Image result for thy kingdom come thy will be done

I sometimes call this “the goal of God”.  I think that is what it is.  I think God’s ultimate goal and thus Jesus’ ultimate goal is the Kingdom coming, God’s will being done as perfectly on earth as it is in the heavenly realms.  Every other goal God has (making disciples of all nations, transforming us into the likeness of His son) is a subset or expression of that one, great, overriding goal.

And since that is His goal, it should be my goal as well.  That being the case, “Why is this happening to me?” is always the wrong question.  A much better question is, “What is Kingdom here?  What does the Kingdom want to result from this my encounter with this obstacle?  How can God’s will be done in this difficulty?”  There is a positive answer to that question/those questions.  Every obstacle and difficulty, every setback and attack and insult and hardship, is a Kingdom opportunity, a chance for God’s will to not only be done but be done through me.  And thus that is the question to ask.  That is the avenue to take.

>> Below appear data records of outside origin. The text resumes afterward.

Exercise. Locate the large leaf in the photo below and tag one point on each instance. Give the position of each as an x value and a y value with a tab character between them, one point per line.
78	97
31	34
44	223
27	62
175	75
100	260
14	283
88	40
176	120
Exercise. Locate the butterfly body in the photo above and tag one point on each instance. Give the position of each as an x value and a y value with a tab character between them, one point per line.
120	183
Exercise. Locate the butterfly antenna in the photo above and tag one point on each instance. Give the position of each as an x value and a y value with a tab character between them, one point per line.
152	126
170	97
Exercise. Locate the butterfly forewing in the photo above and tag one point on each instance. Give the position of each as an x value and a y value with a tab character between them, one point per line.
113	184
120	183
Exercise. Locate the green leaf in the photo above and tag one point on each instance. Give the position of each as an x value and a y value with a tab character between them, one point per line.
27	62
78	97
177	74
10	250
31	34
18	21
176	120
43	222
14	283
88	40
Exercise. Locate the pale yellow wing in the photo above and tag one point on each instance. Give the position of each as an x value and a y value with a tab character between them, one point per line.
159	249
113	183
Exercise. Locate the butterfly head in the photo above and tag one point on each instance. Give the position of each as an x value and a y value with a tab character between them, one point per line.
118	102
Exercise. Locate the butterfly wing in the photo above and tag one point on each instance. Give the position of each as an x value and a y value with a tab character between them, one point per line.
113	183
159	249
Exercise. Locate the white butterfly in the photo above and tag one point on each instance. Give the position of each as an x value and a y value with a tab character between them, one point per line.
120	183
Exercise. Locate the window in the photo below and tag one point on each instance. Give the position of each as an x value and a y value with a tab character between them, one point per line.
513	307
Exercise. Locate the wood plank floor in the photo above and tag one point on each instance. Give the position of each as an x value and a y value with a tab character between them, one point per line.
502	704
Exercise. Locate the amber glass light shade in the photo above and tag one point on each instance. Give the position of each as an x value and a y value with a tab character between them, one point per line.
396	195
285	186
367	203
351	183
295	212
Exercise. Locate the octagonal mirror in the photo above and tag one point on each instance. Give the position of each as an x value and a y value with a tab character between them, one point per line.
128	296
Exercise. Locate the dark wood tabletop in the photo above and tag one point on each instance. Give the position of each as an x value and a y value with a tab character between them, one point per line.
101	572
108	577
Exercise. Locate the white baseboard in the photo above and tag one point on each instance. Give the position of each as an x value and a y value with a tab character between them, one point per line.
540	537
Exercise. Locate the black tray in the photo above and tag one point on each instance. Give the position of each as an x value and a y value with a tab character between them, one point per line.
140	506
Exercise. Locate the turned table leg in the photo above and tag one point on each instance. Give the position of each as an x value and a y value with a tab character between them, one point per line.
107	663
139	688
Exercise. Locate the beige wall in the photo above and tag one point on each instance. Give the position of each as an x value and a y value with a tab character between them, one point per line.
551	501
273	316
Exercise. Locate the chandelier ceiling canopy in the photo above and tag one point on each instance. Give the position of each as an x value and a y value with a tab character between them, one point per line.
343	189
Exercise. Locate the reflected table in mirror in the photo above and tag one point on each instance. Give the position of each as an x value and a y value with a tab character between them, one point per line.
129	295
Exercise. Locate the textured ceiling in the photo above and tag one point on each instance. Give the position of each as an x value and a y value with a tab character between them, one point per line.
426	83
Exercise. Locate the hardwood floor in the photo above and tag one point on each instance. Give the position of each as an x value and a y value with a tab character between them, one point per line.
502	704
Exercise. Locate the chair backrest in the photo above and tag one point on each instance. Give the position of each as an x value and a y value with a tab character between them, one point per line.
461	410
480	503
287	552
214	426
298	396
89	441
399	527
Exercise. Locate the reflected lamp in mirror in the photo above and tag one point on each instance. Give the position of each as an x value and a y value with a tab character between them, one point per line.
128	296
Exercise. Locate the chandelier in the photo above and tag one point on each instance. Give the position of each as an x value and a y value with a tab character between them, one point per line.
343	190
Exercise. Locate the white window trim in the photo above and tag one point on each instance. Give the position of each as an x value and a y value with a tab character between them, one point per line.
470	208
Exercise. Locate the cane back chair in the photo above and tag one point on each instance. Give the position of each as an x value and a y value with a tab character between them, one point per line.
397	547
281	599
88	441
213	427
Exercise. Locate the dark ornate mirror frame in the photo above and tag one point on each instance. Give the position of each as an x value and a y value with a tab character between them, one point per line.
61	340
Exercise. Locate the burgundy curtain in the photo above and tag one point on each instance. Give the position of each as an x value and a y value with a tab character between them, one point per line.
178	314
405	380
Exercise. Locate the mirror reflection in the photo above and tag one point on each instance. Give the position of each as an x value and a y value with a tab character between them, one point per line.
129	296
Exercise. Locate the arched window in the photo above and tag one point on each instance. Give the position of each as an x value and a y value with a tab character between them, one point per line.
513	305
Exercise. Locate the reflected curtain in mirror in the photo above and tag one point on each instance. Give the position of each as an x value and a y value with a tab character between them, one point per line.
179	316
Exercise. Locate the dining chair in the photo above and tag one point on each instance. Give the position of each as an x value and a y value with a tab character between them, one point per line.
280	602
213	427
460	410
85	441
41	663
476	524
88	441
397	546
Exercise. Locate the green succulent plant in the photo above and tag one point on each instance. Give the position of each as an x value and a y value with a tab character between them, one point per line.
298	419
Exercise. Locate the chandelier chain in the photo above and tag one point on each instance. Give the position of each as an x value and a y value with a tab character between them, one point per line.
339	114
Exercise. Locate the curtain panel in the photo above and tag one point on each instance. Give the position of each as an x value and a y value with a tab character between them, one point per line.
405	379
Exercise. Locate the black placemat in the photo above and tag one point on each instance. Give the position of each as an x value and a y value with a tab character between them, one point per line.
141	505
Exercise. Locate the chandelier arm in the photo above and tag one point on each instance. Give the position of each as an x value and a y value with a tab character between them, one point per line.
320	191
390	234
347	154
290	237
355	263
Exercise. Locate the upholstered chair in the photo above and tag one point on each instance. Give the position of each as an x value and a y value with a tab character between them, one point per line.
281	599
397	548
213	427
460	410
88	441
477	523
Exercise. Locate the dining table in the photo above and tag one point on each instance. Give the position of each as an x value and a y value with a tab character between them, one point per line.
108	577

And I’m not very good at taking it.  I’ll be honest about that.  I’d love to see myself as Joseph (who it seems had some immaturity in the early part of his story but who was fully living into the Kingdom by this point), but I know I’m far more like Jacob.  It is not easy to switch questions like this.  It isn’t for me, anyway.  I will keep that switch in mind, though, or I’ll try to.  It is what will indeed bring the Kingdom, so it is what I will try to do.  I’ll try to go from “Why?” to “What?”